Part of the reason I’ve dug into the TOGETHER trial as much as I have is that it’s not enough for me to just say “Yeah well, it was fraud and the investigators were on the take.” That’s easy to do, but that’s something anyone can do with any piece of evidence. Even if there was some type of corruption involved, it’s important to understand what exactly went wrong, and how the data coming out of that trial might be reconciled with what we know from other sources.
The two approaches work together by surfacing more inconsistencies for correction. We can then examine how well the various scientists react to criticism of their work—especially when that criticism is valid. Sadly, right now, the answer to this question is abysmal. As things stand, the default response by various scientists is to stonewall any inquiries, and try to win the argument by playing for compassion. It’s no wonder the predictions of the official “voices of science” have worked out far worse than the “conspiracy theorists” (don’t @ me) during the pandemic, seeing as all the incentives nudge in favor of the thing that will help actual scientific progress the least.
So these are my main scientific takeaways:
Encourage signal diversity and synthesis, not monocultures, and…
…make it easy for scientists to work in the open and improve or evolve their positions as feedback comes in. The wall between scientists and the real world isn’t coming back, and that doesn’t have to be a bad thing.
Encourage reasoned dissent, and value the cost born by those who practice it. And whatever you do, do not ostracize for disagreement with the orthodoxy.

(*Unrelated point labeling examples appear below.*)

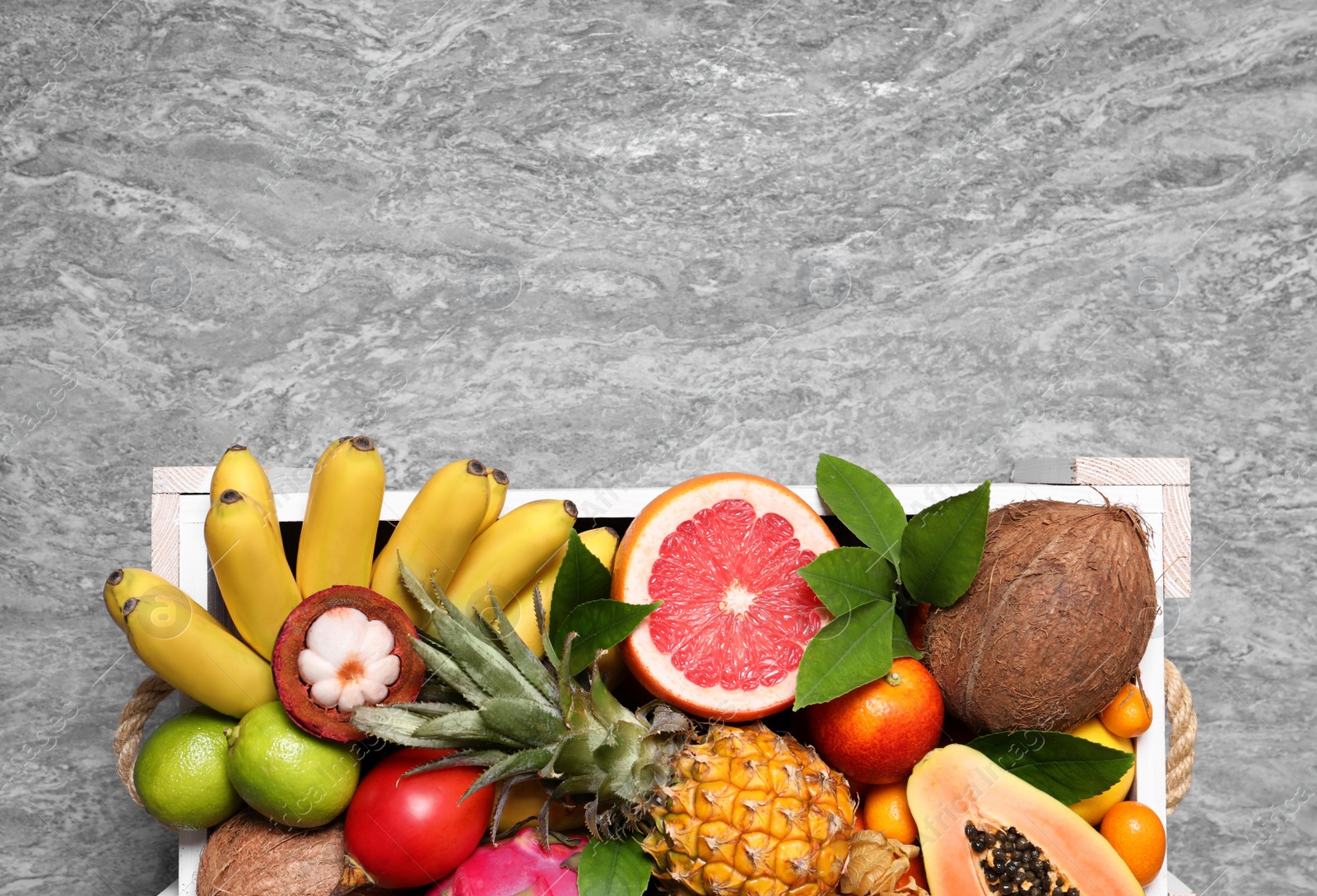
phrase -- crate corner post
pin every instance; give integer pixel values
(1166, 483)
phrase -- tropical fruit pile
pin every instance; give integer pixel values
(734, 699)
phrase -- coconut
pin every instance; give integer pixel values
(1055, 621)
(249, 856)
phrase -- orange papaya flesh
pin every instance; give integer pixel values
(975, 819)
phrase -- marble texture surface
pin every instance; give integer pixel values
(625, 244)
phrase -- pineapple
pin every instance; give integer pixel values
(730, 812)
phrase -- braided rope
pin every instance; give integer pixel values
(1184, 731)
(132, 720)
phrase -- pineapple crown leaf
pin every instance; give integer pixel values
(520, 717)
(461, 759)
(524, 720)
(447, 670)
(527, 762)
(465, 729)
(428, 709)
(463, 639)
(414, 587)
(502, 791)
(526, 662)
(542, 619)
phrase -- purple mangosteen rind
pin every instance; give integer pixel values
(296, 694)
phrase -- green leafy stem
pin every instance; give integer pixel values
(932, 558)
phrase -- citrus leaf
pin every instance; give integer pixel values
(1063, 766)
(601, 624)
(942, 546)
(849, 652)
(612, 867)
(863, 503)
(901, 643)
(847, 577)
(579, 581)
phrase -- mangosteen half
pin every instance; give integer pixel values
(340, 649)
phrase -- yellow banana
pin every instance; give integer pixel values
(132, 582)
(506, 555)
(188, 648)
(498, 492)
(342, 515)
(603, 542)
(524, 801)
(436, 529)
(243, 472)
(250, 569)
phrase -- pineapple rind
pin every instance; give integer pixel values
(737, 812)
(752, 814)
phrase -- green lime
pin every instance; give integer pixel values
(181, 771)
(287, 775)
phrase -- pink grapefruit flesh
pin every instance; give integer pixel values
(722, 553)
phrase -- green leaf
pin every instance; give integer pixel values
(1063, 766)
(612, 867)
(847, 577)
(942, 546)
(579, 581)
(901, 643)
(849, 652)
(863, 503)
(524, 720)
(601, 624)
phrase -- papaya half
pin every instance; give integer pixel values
(987, 832)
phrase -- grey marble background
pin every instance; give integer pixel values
(625, 244)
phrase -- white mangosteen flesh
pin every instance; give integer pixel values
(348, 659)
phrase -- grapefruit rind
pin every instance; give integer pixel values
(640, 548)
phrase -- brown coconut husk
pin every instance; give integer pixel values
(1055, 621)
(249, 856)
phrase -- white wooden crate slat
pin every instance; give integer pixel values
(181, 502)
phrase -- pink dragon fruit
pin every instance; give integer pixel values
(517, 867)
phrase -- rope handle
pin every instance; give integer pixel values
(1179, 755)
(132, 722)
(1184, 731)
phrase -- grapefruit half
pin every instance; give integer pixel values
(722, 553)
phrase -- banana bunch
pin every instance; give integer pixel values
(454, 528)
(436, 529)
(184, 645)
(342, 516)
(504, 558)
(603, 542)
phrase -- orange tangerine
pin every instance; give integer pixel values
(887, 810)
(1129, 715)
(1138, 837)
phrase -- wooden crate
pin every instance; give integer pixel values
(1156, 489)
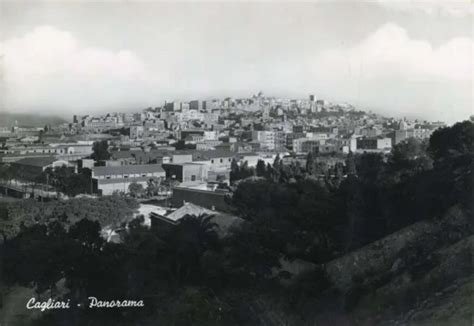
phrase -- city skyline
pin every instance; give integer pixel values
(398, 59)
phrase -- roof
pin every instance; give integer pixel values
(127, 169)
(207, 155)
(224, 221)
(123, 180)
(37, 161)
(188, 209)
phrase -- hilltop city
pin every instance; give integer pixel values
(194, 143)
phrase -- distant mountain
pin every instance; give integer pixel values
(8, 119)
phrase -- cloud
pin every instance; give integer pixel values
(457, 8)
(390, 69)
(49, 69)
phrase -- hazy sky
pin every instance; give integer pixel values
(412, 58)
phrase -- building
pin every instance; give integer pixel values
(224, 221)
(209, 198)
(32, 167)
(269, 140)
(137, 132)
(376, 143)
(107, 179)
(186, 172)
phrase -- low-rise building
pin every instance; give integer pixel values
(107, 179)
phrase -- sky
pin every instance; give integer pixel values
(398, 58)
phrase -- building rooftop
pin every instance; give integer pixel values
(127, 169)
(37, 161)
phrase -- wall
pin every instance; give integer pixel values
(207, 199)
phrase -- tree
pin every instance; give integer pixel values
(449, 141)
(234, 171)
(100, 150)
(261, 169)
(136, 189)
(309, 163)
(153, 187)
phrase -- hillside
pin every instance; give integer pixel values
(8, 119)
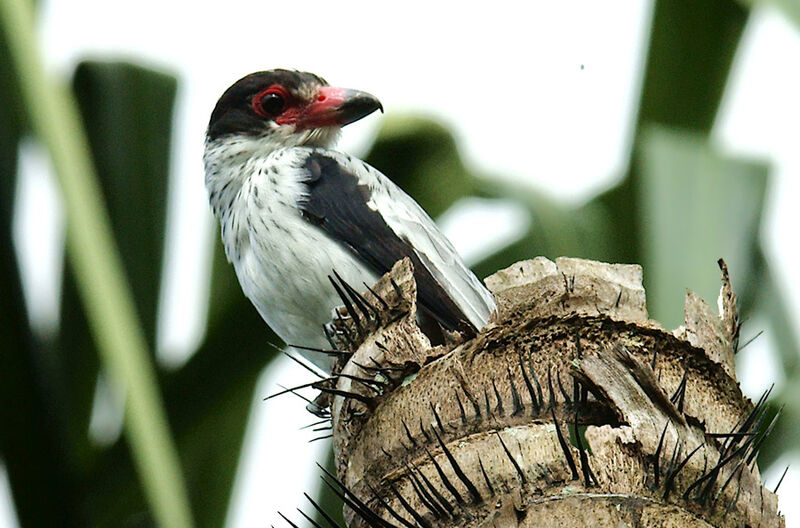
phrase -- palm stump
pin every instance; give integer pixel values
(571, 408)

Oh, and, stop abusing statistical screens as ways of jumping to conclusions. That was never going to end well.
This will not solve everything, but it sure as hell would be a huge step forward.

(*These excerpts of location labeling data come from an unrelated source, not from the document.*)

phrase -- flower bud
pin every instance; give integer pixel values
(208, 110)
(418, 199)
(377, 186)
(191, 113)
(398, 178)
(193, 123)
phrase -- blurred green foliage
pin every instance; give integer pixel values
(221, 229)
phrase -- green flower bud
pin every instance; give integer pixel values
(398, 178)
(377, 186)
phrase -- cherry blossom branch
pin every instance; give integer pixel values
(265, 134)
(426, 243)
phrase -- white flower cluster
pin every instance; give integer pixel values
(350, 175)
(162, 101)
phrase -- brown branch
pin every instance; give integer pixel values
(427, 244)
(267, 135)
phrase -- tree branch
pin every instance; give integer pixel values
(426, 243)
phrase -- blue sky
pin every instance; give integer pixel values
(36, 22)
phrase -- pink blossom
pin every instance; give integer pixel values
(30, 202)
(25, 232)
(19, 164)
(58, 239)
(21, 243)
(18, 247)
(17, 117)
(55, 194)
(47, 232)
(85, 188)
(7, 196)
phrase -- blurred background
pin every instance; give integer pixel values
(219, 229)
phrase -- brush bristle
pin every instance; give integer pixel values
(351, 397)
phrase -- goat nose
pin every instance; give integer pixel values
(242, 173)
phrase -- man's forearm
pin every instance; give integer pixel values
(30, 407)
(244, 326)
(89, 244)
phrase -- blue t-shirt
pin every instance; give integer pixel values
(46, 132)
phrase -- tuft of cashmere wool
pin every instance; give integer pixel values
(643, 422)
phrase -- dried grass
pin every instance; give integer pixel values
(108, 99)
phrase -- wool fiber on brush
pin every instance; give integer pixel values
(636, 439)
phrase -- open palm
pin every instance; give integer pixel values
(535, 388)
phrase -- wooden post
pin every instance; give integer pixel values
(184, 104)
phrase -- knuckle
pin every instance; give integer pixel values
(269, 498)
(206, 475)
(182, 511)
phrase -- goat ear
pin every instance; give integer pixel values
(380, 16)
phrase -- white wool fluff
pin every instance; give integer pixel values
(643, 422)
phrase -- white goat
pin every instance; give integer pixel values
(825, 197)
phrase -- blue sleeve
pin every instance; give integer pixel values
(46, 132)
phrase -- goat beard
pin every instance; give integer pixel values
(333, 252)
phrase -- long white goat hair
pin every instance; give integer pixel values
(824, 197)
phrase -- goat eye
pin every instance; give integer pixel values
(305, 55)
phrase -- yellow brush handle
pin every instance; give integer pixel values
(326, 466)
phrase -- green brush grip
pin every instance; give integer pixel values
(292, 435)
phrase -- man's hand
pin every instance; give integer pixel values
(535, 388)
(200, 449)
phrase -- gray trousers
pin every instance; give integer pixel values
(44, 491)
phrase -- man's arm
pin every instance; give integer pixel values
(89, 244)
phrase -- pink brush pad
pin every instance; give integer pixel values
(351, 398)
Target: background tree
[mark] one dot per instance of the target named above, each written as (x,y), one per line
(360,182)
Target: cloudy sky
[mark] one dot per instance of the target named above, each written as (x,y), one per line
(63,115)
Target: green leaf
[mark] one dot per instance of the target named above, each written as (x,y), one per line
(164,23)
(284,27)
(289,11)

You're on fire. I'm going to incorporate some of your thinking on consilience into my eventual essay on handling skepticism... good stuff.
Great work Alexandros.
The behaviour of the medical community, and some of those to whom you have drawn attention in this essay, was eye-opening, to say the least, and not in a good way.
Very pleased that you have proposed a better alternative to the current, failing, model.